Clinical Significance of the Combined Pattern
When first-degree AV block is present alongside 2:1 AV block, the conducted PR being prolonged is actually a clue: it favors the block being at the AV node level (Mobitz I / Wenckebach behavior), rather than infranodal (Mobitz II). Mobitz II tends to have a normal PR interval in the conducted beats.
However, the combination can also represent alternating conduction ratios or a transitioning conduction disorder, which warrants careful monitoring.
Etiologies to consider:
- Acute inferior MI (RCA supplies AV node in ~90% of people)
- Degenerative conduction system disease (Lev's or Lenègre's disease)
- Drug toxicity (digoxin, beta-blockers, CCBs)
- Hyperkalemia
- Inflammatory: myocarditis, Lyme carditis, sarcoidosis, rheumatic fever
- Post-cardiac surgery
ECG Recognition Tips
For 2:1 AV block on rhythm strip:
- Count 2 P waves per QRS — one conducted, one blocked
- Measure the PR interval of the conducted beat — prolonged = likely nodal; normal = likely infranodal
- Check QRS width — narrow = nodal; wide = infranodal until proven otherwise
- Compare with longer rhythm strips or Holter — catching 3:2 Wenckebach sequences would confirm Mobitz I
Management
First-degree AV block alone: No treatment required. Monitor and address reversible causes (drugs, electrolytes, ischemia).
2:1 AV block:
- Asymptomatic + likely nodal: Monitor, treat underlying cause, avoid AV-blocking drugs
- Symptomatic (syncope, presyncope, hemodynamic compromise): Urgent evaluation; atropine (if nodal), temporary pacing if needed
- Infranodal 2:1 block: High risk of progression to complete heart block → permanent pacemaker indicated (Class I indication per guidelines)

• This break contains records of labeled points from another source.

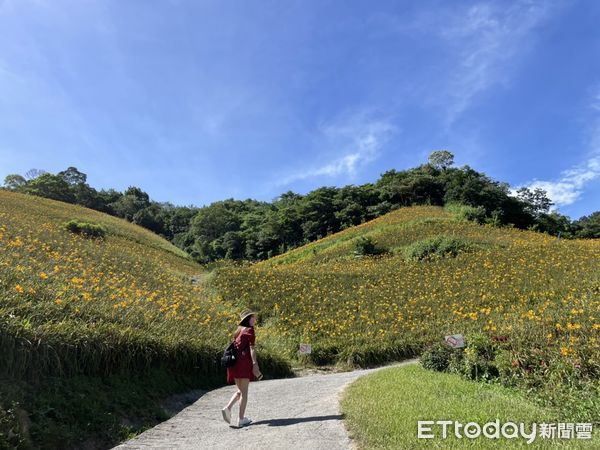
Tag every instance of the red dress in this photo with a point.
(243, 366)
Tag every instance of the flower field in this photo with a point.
(125, 304)
(538, 297)
(71, 305)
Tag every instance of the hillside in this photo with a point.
(533, 298)
(116, 321)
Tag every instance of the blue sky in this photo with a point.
(199, 101)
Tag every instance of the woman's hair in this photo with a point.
(240, 328)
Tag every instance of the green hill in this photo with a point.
(528, 303)
(94, 331)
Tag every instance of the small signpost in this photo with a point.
(305, 349)
(455, 340)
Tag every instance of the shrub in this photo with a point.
(438, 246)
(464, 212)
(86, 229)
(437, 357)
(479, 358)
(366, 246)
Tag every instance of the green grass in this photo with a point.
(382, 410)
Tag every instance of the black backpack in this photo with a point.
(230, 355)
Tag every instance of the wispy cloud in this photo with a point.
(362, 138)
(568, 187)
(488, 39)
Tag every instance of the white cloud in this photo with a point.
(567, 189)
(487, 39)
(363, 137)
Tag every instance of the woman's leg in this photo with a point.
(236, 396)
(243, 387)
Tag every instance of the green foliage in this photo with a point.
(589, 226)
(86, 229)
(437, 357)
(437, 246)
(11, 436)
(441, 159)
(478, 358)
(367, 246)
(465, 212)
(255, 231)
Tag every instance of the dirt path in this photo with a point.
(300, 413)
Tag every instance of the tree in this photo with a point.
(14, 182)
(132, 201)
(441, 159)
(49, 186)
(536, 201)
(73, 176)
(32, 174)
(589, 226)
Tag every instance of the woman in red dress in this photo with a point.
(245, 369)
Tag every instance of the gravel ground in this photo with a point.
(291, 413)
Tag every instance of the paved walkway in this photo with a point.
(291, 413)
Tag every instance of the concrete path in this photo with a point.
(291, 413)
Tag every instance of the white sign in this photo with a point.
(305, 349)
(455, 341)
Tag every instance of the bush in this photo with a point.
(479, 358)
(86, 229)
(438, 246)
(366, 246)
(464, 212)
(437, 357)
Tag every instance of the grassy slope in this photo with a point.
(539, 294)
(94, 332)
(382, 410)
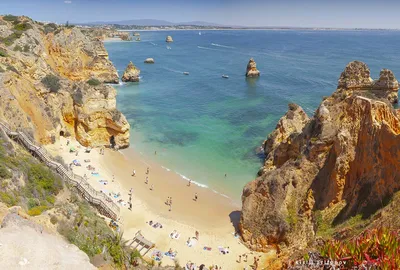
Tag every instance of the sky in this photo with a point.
(294, 13)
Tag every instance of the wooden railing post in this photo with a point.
(88, 192)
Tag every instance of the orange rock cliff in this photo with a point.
(344, 160)
(52, 83)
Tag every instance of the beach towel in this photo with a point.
(223, 250)
(192, 242)
(171, 255)
(157, 255)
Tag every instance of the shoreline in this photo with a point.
(213, 216)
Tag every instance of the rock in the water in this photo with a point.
(252, 70)
(131, 73)
(169, 39)
(149, 61)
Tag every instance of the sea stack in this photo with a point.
(131, 73)
(356, 79)
(149, 61)
(252, 70)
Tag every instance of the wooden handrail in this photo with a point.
(101, 200)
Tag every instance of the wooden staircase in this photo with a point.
(101, 201)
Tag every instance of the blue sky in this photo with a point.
(300, 13)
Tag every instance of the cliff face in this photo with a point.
(131, 73)
(51, 83)
(346, 156)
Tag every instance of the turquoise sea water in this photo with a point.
(203, 126)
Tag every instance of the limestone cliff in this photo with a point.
(345, 158)
(51, 84)
(131, 73)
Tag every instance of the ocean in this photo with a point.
(203, 126)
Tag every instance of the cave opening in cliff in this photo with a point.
(112, 141)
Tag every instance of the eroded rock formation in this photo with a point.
(169, 39)
(252, 70)
(345, 156)
(131, 73)
(356, 77)
(52, 86)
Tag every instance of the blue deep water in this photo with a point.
(202, 125)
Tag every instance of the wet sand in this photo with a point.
(213, 216)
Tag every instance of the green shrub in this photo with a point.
(52, 83)
(17, 48)
(53, 220)
(4, 172)
(10, 18)
(35, 211)
(3, 53)
(93, 82)
(377, 248)
(43, 179)
(23, 26)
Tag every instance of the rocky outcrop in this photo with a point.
(169, 39)
(78, 57)
(131, 73)
(149, 61)
(66, 59)
(345, 158)
(252, 70)
(356, 77)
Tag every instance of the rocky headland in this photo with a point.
(131, 73)
(52, 83)
(333, 174)
(251, 70)
(169, 39)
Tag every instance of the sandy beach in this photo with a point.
(213, 216)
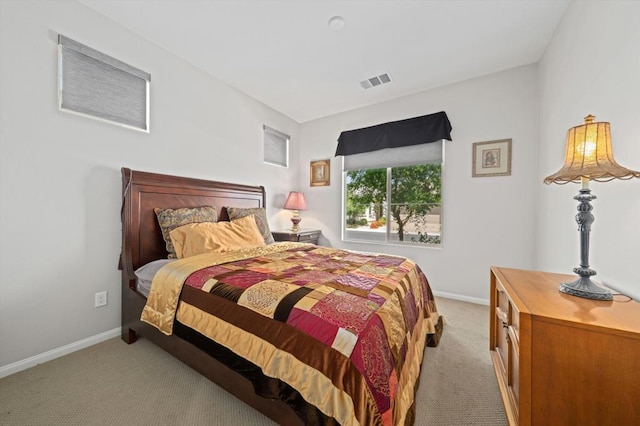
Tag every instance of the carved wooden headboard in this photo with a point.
(143, 191)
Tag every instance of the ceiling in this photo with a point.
(284, 53)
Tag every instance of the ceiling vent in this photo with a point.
(375, 81)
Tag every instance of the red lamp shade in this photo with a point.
(295, 201)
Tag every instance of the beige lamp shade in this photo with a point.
(589, 155)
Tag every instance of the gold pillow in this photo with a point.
(170, 219)
(196, 238)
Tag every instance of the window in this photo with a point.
(394, 195)
(276, 147)
(96, 85)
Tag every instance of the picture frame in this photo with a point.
(320, 173)
(492, 158)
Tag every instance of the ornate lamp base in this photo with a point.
(584, 287)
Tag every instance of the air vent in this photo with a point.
(375, 81)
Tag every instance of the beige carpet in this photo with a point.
(113, 383)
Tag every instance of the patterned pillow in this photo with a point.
(170, 219)
(260, 215)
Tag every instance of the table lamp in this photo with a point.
(295, 201)
(588, 156)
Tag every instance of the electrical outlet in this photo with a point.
(101, 299)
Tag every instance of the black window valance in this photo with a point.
(412, 131)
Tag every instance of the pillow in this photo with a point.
(145, 274)
(260, 215)
(197, 238)
(170, 219)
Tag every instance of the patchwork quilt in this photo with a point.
(346, 330)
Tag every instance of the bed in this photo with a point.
(260, 323)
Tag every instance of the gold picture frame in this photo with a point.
(320, 172)
(492, 158)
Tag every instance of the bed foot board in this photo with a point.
(128, 335)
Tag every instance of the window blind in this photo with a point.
(276, 147)
(395, 157)
(97, 85)
(411, 131)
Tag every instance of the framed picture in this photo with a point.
(492, 158)
(320, 173)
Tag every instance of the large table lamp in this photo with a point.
(588, 156)
(295, 201)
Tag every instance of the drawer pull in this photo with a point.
(502, 315)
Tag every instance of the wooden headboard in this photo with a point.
(143, 191)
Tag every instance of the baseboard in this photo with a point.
(455, 296)
(57, 353)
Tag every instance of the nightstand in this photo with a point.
(302, 236)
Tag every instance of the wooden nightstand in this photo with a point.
(302, 236)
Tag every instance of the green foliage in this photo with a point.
(414, 191)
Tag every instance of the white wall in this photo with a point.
(488, 220)
(592, 67)
(60, 173)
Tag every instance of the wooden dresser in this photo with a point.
(561, 359)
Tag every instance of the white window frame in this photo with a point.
(387, 159)
(276, 147)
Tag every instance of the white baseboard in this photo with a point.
(57, 353)
(454, 296)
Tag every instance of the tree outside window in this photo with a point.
(394, 204)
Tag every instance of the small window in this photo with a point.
(96, 85)
(276, 147)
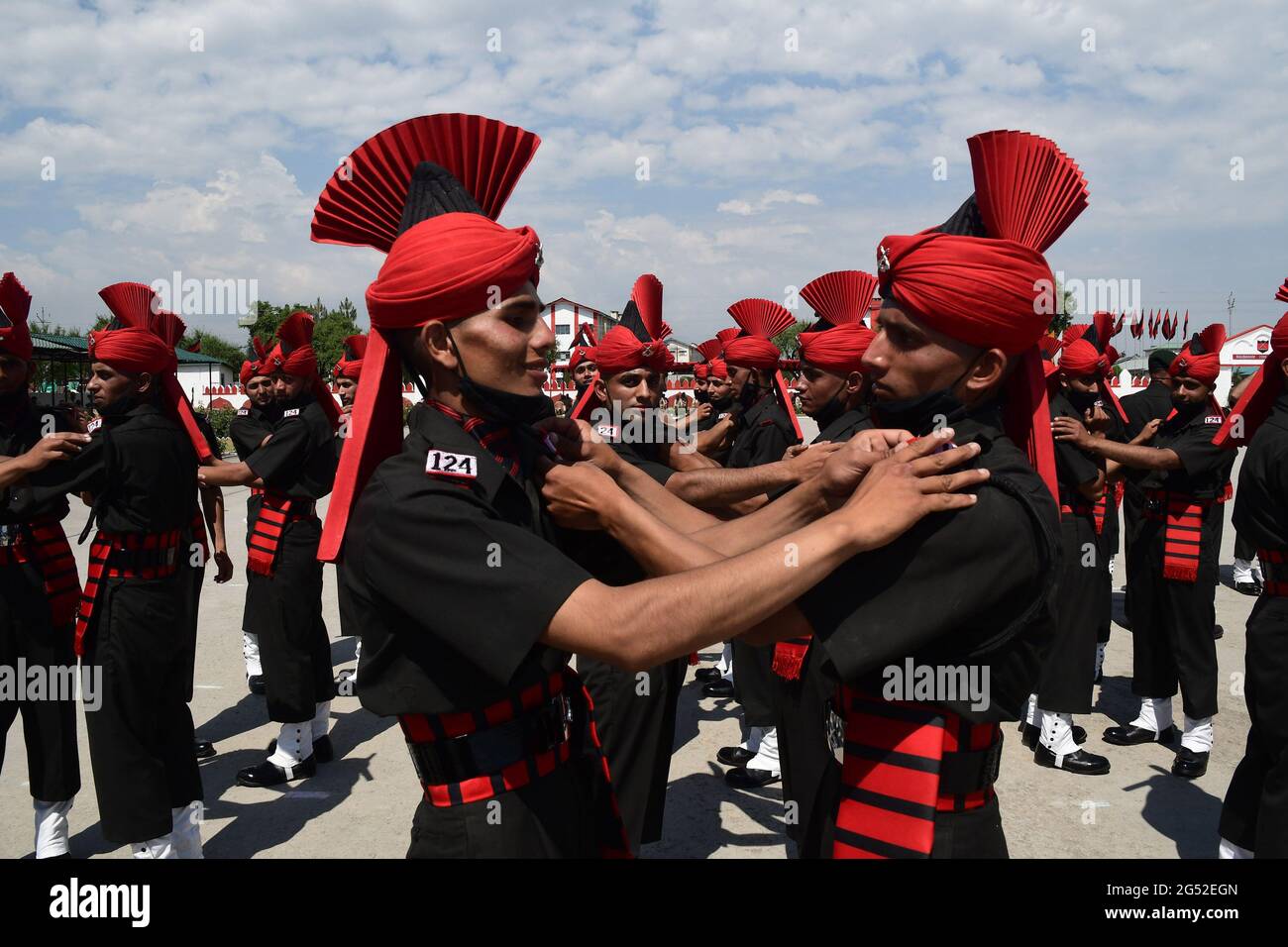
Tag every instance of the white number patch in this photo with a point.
(443, 464)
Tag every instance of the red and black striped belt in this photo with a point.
(1274, 565)
(125, 556)
(274, 513)
(903, 764)
(44, 544)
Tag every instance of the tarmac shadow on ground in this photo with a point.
(1173, 806)
(695, 828)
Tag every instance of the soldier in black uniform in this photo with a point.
(1171, 570)
(1151, 403)
(39, 590)
(469, 611)
(250, 428)
(767, 428)
(295, 468)
(141, 471)
(1254, 815)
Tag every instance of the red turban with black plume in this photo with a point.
(256, 368)
(841, 300)
(141, 339)
(14, 305)
(982, 277)
(425, 192)
(1261, 393)
(760, 321)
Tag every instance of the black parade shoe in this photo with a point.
(1029, 735)
(270, 775)
(717, 688)
(1134, 736)
(1078, 762)
(1189, 764)
(734, 757)
(751, 779)
(322, 749)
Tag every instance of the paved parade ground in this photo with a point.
(361, 804)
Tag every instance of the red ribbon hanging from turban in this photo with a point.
(1261, 393)
(445, 268)
(838, 350)
(16, 304)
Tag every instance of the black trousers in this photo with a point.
(294, 648)
(811, 774)
(1256, 804)
(635, 720)
(752, 684)
(48, 725)
(1173, 621)
(1081, 603)
(141, 736)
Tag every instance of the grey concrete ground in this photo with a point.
(361, 804)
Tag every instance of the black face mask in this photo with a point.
(502, 406)
(1083, 401)
(921, 412)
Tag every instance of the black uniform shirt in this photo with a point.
(452, 579)
(1072, 467)
(1144, 406)
(970, 586)
(140, 466)
(1261, 501)
(1205, 467)
(299, 460)
(18, 434)
(765, 436)
(249, 428)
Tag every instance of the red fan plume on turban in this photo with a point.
(761, 320)
(294, 355)
(351, 361)
(842, 299)
(1201, 357)
(449, 263)
(143, 341)
(997, 291)
(256, 368)
(1261, 393)
(14, 307)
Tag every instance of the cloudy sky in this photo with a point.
(782, 141)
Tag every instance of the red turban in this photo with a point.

- Acute inferior MI: Usually transient, resolves with reperfusion; temporary pacing if symptomatic
- Acute anterior MI with 2:1 block: More ominous — often infranodal, high risk of CHB
"When 2:1 AV block is associated with a bundle branch block, the block is more likely to be distal to the bundle of His, and a permanent pacemaker is often indicated." — Braunwald's Heart Disease
Bottom line: The coexistence of first-degree AV block and predominantly 2:1 AV block suggests significant AV conduction disease. The key decision point is localizing the block (nodal vs. infranodal) via QRS width and PR interval analysis — and in many cases, electrophysiology study. Symptomatic patients or those with evidence of infranodal block need pacemaker evaluation.
— Braunwald's Heart Disease (9780323722193), pp. 574–582; Goldman-Cecil Medicine (9780323930345); Fuster and Hurst's The Heart, 15th Ed.